Жену Василя, Полю, Иван знал мало, хотя была она и своя, великолесская. Компаний она сторонилась, редко бывала на людях, в клуб почти не ходила. А сама была красива, осаниста, не в пример многим деревенским женщинам.
– У меня… – Василь внимательно посмотрел своими серыми задумчивыми глазами на Ивана, словно ощупал, хотел убедиться, можно ли ему все, без утайки доверить, во всем признаться. – И моя ни о чем расспрашивать не будет. Что скажу – того и довольно. Только…
– Начал, так говори, – не столько попросил, сколько по-дружески посоветовал Иван.
И с интересом посмотрел – глаза в глаза – на Василя. Был Василь озабочен, задумчив – совсем не тот человек, каким привык его каждый день видеть Иван.
– А тебе… Неужели все ясно, ничто не волнует?
– Волнует, еще как волнует. Ты же слышал – наши не удержались на границе, отступают. Как это могло случиться? А я же… верил, что в самом деле ни пяди родной земли никому не отдадим!
– И не отдадим, Иван!
– Так ведь отдали!
– Вернем. Вернем то, что отдали, – совсем спокойно, будто и не было никакой войны, будто и не отступали наши, сказал и с этими словами остановился, как врос в землю, лицом к лицу с Иваном Василь. – Только это тебя волнует?
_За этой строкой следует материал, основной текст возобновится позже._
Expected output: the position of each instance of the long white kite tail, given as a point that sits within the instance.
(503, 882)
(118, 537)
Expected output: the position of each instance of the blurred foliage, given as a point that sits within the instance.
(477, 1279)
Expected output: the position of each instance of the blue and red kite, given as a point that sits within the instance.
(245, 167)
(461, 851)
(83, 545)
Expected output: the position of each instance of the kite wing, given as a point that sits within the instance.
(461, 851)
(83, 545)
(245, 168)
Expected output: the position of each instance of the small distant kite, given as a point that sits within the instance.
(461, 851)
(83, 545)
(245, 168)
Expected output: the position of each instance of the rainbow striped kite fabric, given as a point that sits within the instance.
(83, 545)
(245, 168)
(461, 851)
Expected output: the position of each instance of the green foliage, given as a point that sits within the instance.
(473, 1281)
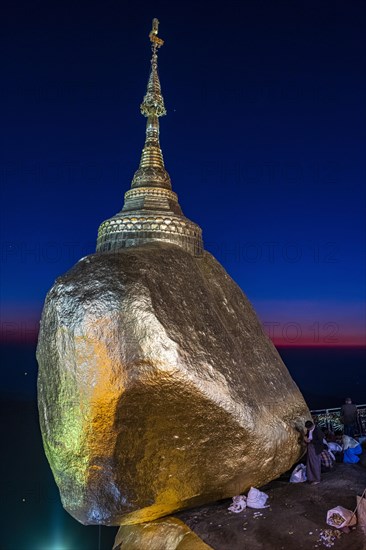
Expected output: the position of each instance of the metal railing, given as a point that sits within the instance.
(330, 419)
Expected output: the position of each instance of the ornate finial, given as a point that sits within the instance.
(153, 103)
(157, 42)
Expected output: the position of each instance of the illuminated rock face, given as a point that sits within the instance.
(158, 389)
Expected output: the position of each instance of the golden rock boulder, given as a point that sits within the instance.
(158, 389)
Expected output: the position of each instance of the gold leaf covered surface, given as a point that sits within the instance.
(158, 389)
(161, 534)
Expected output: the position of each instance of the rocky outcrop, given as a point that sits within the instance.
(157, 388)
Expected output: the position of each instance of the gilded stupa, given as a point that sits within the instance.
(151, 211)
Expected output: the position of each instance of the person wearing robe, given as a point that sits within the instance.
(314, 441)
(349, 417)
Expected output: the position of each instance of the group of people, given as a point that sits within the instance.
(319, 455)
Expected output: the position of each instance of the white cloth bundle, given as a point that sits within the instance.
(299, 474)
(256, 499)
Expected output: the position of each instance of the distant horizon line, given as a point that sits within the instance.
(31, 340)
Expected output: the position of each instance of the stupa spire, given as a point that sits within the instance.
(151, 171)
(151, 211)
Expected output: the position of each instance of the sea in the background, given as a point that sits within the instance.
(31, 512)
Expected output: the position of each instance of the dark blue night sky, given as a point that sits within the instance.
(264, 142)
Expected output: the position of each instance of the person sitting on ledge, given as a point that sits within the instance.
(314, 440)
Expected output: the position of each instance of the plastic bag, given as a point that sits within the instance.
(239, 504)
(256, 499)
(340, 517)
(299, 474)
(335, 447)
(350, 454)
(349, 442)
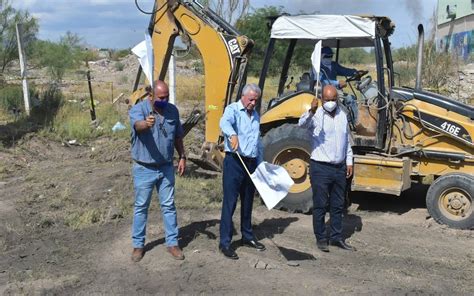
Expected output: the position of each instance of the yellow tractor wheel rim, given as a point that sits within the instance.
(456, 204)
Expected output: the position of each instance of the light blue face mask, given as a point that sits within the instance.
(160, 104)
(330, 106)
(326, 62)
– А тебя, что еще тебя волнует? – увидав в глазах у Василя не то растерянность, не то страх, спросил Иван.
– Меня?.. Другое волнует…
– Что же?
– Да хотя бы то, что в нехорошую историю мы с тобой влипли…
– Прости, но я… не понимаю.
– Не понимаешь – поймешь. Вот поживешь еще – и поймешь, – продолжал как-то раздумчиво, загадочно Василь. – Все поймешь. Тревога у меня не пустая… Я иной раз высказать всего не могу, а нутром чую… Вот ведь как бывает: жили Иван с Василем в одной деревне, работали вместе в сельсовете, часто оставались с глазу на глаз, но все как-то не случалось поговорить по душам. Ивана всегда не то чтобы злила, а скорее раздражала медлительность в рассуждениях Василя: тот очень уж долго пережевывал что нужно и что не нужно, прежде чем проглотить.
– Ну так не держи при себе, что ты там чуешь, выкладывай, – подстегнул Иван Василя. – Роману Платоновичу не хотел высказать, так мне скажи…
– Оно, то, что я чую, само собой скажется. Да и…Разве тебе самому в голову не приходит?.. Вот явимся в Великий Лес, но мы уже… не те, кем были.
– Почему не те?
– Да потому, что мы всем говорили, в головы вбивали: «Войны не будет». А она, война, тут как тут. Это одно…
– А второе?
– Второе… Сами мы… Все мужчины наших годов пошли на фронт, воевать. А мы… отсиживаемся, прячемся от фронта…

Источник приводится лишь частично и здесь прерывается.